The explosion shook the departing shuttle, but it - he - accounted for the dispersion and went to orbit.

Neither saw where the avian Cassetticon went, but they both watched through their scopes as Ravage ran away, favoring his injured front leg.

-X-X-X-

A black Mini Cooper rolled up the dirt track to the Ark main entrance a few hours later. Warpath was still on sentry duty, and hailed it as it navigated the old dry creek bed. “Driver! Identify yourself. YOWZA!” over voice and the unencrypted radio.

The unfamiliar and unmarked car stopped. “My designation is Cobweb,” Warpath heard, “I work with Ratchet.”

Warpath transformed and walked out into the clearing in front of the Ark. “You’re the new transfer from Cybertron? SAZOO!” he said.

Cobweb stood up to meet him. White optics dimmed once in an affirmative.

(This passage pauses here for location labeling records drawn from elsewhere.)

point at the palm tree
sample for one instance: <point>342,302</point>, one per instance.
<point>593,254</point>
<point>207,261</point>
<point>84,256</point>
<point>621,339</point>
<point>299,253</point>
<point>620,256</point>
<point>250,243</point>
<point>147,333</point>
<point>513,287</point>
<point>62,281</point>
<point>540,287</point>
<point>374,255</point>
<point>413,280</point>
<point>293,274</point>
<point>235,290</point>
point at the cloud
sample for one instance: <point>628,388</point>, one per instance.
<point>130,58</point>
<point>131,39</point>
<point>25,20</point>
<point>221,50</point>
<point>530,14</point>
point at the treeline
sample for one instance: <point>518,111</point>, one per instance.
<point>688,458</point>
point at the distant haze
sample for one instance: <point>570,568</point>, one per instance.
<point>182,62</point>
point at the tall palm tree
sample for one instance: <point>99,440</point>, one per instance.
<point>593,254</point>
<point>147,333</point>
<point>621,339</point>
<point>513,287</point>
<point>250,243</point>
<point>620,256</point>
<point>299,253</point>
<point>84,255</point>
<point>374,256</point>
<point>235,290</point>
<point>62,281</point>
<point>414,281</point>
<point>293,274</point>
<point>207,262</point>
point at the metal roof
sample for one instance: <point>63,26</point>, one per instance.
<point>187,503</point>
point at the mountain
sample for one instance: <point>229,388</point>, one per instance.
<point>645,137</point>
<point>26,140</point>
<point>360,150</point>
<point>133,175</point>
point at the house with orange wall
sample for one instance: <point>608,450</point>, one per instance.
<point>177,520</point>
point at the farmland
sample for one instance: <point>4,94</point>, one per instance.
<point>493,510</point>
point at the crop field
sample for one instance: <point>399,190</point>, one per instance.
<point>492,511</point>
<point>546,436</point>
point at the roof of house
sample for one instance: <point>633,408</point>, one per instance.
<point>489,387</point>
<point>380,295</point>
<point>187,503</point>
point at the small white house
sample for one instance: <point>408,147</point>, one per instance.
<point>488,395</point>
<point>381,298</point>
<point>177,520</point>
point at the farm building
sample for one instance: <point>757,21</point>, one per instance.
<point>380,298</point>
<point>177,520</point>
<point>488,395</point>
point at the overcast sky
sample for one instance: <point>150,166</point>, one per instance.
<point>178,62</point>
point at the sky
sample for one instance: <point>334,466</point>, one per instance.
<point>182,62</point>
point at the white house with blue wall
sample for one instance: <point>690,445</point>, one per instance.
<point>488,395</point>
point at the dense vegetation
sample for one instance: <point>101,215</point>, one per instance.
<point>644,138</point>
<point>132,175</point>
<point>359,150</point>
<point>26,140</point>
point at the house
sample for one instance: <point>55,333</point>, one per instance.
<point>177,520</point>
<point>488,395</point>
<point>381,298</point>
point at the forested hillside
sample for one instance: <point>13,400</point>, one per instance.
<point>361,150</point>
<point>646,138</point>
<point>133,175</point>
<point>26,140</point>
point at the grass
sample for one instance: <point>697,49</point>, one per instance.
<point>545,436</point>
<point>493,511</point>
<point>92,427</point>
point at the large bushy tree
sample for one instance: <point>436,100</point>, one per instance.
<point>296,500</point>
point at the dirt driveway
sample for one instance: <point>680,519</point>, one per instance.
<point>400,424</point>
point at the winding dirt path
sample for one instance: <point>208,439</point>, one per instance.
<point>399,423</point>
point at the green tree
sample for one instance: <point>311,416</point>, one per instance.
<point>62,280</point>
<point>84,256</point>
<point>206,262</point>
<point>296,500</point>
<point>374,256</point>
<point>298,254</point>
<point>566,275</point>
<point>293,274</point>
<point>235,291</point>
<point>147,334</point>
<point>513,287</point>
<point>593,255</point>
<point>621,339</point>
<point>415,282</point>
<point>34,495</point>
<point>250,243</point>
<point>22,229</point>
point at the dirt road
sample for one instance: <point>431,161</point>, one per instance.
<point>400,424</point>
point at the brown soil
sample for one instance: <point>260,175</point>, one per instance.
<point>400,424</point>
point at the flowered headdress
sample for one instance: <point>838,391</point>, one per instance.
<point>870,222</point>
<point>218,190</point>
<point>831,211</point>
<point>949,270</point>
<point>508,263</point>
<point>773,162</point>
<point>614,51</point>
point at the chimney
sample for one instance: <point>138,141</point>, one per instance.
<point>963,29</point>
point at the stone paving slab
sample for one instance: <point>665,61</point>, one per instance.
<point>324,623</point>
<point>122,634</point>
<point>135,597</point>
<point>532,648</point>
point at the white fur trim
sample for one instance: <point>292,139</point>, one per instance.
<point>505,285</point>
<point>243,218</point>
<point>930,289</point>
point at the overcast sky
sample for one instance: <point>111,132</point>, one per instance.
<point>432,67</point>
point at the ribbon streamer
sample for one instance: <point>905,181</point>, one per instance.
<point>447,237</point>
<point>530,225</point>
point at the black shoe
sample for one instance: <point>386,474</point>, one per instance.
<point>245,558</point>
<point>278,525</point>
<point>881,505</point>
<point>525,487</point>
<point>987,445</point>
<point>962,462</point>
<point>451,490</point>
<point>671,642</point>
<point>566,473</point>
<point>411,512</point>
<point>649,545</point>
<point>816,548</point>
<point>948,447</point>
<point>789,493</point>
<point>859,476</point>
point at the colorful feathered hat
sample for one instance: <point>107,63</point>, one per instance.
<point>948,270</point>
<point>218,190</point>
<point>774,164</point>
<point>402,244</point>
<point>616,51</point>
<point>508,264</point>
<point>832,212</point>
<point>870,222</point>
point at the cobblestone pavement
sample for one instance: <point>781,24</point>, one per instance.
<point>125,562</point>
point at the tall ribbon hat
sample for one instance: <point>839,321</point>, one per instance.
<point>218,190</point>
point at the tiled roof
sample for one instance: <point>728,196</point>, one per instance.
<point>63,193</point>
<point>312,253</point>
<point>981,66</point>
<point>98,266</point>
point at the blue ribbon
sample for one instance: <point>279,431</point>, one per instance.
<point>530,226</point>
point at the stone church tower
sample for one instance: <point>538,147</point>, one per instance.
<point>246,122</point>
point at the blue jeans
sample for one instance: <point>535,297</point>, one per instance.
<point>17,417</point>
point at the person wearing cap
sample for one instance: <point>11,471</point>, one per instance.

Warpath clapped Cobweb on the shoulder tire happily, as if they were old friends. “Nice to meet you! YOOP! I only got here recently myself,” he said, “Warpath. WOW! My name’s Warpath. I was stationed on a moon of Nebulon. NATOO! At least, I think it’s still called Nebulon. How has Cybertron fared?”

Cobweb had minimal faceplates, partially covered by a battle mask, but smiled at him tightly. Warpath decided he was almost sure Cobweb was a femme minibot. The idea of meeting one - proof that not all were dead - made him happy in its own right.

“Cybertron hasn’t changed,” Cobweb said slowly, “for good or bad. Shockwave-” she paused, thinking, “maintains the status quo, waiting for Megatron to return. Pockets of Autobots-” another pause, “ remain, but are disorganized. Always searching to find enough energon to follow the Ark and make it here.”

“I’m glad we’re not all that’s - LEYOW! - left,” he said. “Maybe we can grab a drink sometime - SEZOW! - and compare war stories. I’m due to take a lap. LAPHAW! Have a good night!” Warpath transformed and went back to his watchstanding duties.

“Nice to meet you, Warpath,” Cobweb said softly. She went inside, unhurried, and unharried.